The rotational speed of a point moving in a circular path is defined as the linear velocity of that point around the path’s circumference.
We can see from Figure 8.18 that the length of the circumference traced out by a point on a propeller blade increases as the distance of that point from the centre of rotation of the propeller increases. When a propeller is rotating at constant RPM, all points along the length of the blade take the same amount of time to make one revolution. Obviously, though, the elements of the propeller blade furthest from the hub have to travel a greater distance in that time. Therefore, the greater the distance of a blade element from the hub, the greater its rotational speed, for any given value of propeller RPM. It can be proven that, at constant angular velocity, (N), measured in revolutions per minute, RPM, the rotational speed of a propeller element, at distance r from the axis of rotation of the propeller, is equal to 2 × π × r × N .

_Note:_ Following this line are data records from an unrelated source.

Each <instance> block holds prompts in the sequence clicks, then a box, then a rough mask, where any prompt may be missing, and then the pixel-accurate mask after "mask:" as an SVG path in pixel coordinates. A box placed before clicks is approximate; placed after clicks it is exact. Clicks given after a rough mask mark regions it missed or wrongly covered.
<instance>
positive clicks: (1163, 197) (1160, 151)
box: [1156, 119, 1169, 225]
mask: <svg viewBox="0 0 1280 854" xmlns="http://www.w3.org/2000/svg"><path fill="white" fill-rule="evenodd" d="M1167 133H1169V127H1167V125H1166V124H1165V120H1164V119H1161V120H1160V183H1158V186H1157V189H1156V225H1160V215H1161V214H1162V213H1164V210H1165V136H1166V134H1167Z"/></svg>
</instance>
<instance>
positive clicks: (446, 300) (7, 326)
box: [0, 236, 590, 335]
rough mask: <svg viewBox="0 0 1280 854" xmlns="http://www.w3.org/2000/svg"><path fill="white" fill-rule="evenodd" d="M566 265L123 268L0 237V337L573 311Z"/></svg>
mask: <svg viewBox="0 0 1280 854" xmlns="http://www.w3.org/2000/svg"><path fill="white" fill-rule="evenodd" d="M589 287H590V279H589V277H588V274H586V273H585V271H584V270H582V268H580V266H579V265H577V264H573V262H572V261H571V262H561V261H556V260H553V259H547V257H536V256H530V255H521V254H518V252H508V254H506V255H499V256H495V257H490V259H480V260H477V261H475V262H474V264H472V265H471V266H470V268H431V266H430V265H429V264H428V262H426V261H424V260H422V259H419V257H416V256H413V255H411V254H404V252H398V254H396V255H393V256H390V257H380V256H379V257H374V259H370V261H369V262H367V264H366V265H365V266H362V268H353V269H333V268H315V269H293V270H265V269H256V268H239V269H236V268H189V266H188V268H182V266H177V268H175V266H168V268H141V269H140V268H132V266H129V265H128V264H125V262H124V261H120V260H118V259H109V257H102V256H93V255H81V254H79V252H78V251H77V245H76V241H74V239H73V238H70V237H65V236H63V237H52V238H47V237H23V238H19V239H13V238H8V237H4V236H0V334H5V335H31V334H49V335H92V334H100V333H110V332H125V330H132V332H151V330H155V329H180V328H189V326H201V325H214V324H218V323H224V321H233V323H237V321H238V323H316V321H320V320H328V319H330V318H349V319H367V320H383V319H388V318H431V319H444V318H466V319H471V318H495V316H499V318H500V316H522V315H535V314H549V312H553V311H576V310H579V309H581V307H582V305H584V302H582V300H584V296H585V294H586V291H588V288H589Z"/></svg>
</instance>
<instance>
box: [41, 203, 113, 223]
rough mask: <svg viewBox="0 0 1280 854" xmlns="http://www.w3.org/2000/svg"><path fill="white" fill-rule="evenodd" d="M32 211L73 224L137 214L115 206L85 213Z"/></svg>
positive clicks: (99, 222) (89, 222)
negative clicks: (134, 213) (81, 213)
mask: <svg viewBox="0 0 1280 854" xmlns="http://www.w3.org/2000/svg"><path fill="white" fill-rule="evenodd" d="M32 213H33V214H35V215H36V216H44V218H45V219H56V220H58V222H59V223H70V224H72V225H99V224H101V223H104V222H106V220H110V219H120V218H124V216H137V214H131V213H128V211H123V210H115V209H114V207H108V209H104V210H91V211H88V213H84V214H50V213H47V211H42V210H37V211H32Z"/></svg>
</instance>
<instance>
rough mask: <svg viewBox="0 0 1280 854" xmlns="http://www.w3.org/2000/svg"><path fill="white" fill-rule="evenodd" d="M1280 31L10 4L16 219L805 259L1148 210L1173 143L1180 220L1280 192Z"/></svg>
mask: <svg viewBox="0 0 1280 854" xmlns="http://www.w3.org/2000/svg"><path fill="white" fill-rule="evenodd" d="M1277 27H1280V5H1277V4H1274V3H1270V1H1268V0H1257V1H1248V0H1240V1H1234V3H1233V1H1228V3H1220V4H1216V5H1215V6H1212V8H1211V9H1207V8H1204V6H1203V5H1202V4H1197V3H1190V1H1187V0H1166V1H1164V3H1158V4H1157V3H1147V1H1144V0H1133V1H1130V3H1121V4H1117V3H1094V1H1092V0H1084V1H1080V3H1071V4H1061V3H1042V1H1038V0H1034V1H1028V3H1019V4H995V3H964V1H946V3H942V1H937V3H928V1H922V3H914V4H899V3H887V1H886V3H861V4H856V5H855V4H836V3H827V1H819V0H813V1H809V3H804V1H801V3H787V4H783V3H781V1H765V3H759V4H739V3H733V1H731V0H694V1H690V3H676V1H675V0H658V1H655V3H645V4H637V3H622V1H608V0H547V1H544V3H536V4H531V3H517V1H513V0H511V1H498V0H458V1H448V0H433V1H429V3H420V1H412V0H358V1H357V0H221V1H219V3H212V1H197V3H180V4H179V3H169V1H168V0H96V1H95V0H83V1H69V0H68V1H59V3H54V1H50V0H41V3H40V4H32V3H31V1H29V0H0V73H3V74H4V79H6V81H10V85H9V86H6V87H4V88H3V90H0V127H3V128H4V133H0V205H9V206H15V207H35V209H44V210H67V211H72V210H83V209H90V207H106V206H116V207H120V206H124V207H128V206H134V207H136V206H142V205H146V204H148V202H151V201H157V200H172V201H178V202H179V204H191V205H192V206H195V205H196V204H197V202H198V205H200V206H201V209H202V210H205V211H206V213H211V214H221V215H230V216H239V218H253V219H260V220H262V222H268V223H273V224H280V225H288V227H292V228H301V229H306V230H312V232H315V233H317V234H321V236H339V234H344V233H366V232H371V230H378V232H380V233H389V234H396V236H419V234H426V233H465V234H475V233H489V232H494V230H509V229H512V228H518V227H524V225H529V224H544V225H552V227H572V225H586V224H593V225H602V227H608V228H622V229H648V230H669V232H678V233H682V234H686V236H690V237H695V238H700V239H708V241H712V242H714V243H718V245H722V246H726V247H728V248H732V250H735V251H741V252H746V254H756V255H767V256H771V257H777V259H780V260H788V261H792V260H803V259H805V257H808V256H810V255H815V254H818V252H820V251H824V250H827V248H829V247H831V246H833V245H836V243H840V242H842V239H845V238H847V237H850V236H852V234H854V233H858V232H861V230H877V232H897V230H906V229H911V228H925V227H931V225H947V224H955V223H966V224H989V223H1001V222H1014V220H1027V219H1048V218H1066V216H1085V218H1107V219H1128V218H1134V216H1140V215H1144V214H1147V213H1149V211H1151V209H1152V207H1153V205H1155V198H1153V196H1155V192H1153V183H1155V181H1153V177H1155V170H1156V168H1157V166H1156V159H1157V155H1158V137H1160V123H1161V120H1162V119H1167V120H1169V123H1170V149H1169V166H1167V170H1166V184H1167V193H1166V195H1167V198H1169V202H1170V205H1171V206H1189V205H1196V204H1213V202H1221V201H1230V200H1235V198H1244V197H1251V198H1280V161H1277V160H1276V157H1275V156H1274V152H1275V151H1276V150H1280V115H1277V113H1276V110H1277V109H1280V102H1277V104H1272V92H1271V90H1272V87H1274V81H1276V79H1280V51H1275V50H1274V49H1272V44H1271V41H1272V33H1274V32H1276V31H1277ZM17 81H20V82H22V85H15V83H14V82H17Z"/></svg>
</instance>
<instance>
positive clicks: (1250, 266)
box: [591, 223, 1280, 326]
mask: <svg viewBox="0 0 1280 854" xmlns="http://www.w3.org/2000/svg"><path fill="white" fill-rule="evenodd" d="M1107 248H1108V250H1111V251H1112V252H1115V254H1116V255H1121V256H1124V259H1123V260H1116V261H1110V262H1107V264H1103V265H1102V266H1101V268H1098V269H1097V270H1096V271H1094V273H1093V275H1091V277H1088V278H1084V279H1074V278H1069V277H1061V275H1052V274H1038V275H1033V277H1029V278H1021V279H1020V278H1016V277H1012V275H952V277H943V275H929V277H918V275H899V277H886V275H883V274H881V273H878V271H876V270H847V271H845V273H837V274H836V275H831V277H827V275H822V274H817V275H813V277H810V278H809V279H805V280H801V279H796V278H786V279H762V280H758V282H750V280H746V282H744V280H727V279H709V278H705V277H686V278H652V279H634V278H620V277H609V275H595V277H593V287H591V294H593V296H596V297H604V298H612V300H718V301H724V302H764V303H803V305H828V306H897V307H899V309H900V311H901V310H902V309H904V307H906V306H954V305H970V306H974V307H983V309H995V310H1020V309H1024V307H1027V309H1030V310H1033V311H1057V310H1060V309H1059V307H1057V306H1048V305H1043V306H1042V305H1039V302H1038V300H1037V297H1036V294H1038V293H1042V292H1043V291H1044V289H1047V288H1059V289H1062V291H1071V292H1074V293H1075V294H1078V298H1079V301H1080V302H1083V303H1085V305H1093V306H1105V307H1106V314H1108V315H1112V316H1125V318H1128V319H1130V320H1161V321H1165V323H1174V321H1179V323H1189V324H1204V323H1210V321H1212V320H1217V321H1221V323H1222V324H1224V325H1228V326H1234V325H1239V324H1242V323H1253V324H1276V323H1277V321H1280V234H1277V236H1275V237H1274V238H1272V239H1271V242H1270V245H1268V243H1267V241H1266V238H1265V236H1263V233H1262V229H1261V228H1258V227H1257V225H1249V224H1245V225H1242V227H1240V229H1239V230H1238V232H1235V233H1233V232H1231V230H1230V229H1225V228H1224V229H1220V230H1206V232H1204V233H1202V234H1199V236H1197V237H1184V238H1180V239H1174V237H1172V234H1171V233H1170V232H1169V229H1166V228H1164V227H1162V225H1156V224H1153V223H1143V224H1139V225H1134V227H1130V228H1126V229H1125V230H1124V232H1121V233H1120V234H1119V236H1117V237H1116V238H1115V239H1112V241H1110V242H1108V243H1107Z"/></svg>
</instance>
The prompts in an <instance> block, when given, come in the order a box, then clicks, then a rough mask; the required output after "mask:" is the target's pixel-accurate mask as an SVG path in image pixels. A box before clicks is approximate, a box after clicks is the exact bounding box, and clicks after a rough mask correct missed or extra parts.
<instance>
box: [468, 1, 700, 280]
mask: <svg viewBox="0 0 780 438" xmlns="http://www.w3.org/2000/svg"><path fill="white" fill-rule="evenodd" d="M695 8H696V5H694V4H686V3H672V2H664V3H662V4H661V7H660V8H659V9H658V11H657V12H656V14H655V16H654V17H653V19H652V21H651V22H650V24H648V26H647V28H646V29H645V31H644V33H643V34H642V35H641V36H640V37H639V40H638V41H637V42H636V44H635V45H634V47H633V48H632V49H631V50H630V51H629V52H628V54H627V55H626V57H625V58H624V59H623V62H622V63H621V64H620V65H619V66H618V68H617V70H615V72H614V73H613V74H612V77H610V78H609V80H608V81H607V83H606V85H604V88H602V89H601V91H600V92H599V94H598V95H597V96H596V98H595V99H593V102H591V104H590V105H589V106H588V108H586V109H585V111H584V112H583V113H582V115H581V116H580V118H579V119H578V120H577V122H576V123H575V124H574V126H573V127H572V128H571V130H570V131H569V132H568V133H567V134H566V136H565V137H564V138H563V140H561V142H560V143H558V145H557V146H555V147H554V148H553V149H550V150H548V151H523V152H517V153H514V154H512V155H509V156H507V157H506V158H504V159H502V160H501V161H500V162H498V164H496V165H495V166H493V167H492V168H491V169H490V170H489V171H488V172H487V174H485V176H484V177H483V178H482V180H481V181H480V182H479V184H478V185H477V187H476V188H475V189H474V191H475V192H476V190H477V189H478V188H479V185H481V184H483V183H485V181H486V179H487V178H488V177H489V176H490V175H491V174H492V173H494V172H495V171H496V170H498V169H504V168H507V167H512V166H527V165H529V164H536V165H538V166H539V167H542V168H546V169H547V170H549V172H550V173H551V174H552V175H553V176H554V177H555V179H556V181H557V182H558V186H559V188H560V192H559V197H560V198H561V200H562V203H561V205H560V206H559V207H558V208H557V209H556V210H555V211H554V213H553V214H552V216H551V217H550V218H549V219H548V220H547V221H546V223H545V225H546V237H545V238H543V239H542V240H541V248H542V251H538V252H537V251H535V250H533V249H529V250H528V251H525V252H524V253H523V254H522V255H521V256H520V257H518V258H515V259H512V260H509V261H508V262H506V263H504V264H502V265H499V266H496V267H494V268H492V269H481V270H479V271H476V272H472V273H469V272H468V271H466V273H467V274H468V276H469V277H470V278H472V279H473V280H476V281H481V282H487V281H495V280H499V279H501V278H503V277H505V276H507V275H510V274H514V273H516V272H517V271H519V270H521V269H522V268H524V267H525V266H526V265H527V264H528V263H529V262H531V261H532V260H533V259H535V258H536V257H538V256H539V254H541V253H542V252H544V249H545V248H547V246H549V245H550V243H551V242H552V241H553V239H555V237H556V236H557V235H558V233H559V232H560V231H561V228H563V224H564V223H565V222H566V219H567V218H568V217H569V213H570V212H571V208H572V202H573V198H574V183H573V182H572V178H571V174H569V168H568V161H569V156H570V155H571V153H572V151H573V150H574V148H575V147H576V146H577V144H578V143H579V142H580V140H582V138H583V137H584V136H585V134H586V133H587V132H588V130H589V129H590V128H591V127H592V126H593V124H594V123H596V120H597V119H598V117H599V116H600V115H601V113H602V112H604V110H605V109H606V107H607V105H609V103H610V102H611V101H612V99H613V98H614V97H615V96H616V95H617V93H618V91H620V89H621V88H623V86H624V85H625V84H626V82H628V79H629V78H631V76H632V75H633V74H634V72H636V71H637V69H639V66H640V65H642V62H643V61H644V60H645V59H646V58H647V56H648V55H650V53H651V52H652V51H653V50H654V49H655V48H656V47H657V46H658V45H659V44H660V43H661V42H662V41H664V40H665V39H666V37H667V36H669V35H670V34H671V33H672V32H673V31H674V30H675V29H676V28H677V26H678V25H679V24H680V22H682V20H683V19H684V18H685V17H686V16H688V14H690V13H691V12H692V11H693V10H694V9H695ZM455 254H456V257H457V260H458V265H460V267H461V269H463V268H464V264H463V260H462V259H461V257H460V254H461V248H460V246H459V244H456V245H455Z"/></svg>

Fig 8.18 The greater the distance of a blade element from the propeller hub, the greater is its rotational speed at any given value of
Rotational Speed = 2 π r N ...(10)
If r is measured in feet, Equation (10) gives the rotational speed in feet per minute. If r is measured in metres, rotational speed will be in metres per minute.
Equation(10) also shows us that, for any element of a propeller blade at distance r from the hub, rotational velocity increases as r increases.
Considering the example of a typical light-aircraft, fixed-pitch propeller of around 6 feet diameter (180 cm), at a typical cruise setting of 2 400 RPM, we can illustrate the type of speed at which propeller tips move. For our example, then, remembering that radius, r, is half the diameter:
Rotational Speed of propeller tips = 2 π r N
= 2 × 3.142 × 3 × 2 400 feet per minute = 45 245 feet per minute
= 514 miles per hour (823 kilometres
per hour)
514 miles per hour is quite a high speed.
Using the same formula, it is easy to see that the tips of an 8 foot diameter propeller rotating at 3 000 RPM would be moving at 857 miles per hour (1 371 kilometres per hour). This latter speed is, of course, supersonic. It is very difficult to extract satisfactory performance from propellers whose tips are rotating supersonically, and difficult, too, to cater for the stresses, vibrations and noise of transonic operations. These, then, are the main factors which limit the speed of propeller-driven aircraft.
THE PROPELLER AS A ROTATING WING.
Up to now, we have considered, principally, the Newtonian, or simplified momentum theory of thrust. But, propeller blades are aerofoils. A propeller blade, then, acts like a rotating wing, and, like a wing, the propeller blade, in its normal operating range, meets the relative airflow at a certain angle of attack.
These wing-like properties of the propeller, especially the fact that it cuts through the air at a certain angle of attack, can of course help to explain how air is accelerated rearwards when the propeller rotates, just as a wing induces a downwash to the air flowing over it (see Figure 8.19). But the propeller blade’s aerofoil cross section also gives us another view on how thrust is produced.
Figure 8.19 The rotating-wing analogy of propeller thrust.
The tips of a propeller blade are the fastest moving parts of
the propeller. If the blade tips approach the speed of sound, propeller efficiency decreases sharply. Tip speed is a major factor in limiting airspeeds of propeller driven aircraft.
Many versions of propeller theory offer the explanation that, because a propeller blade is an aerofoil, when the propeller rotates and cuts through the air, an aerodynamic force is generated by the blade (similar to the lift generated by a wing) as a result of increased pressure behind the blade and reduced pressure ahead of the blade. In the case of the propeller, this aerodynamic force acts forwards in the direction of flight and is called thrust (see Figure 8.19). So, according to this “wing-theory”, the propeller might even be considered as pulling the aircraft through the air. This view is sometimes referred to as the Bernoulli explanation of thrust, after the Swiss scientist Daniel Bernoulli who propounded the constant pressure energy theory.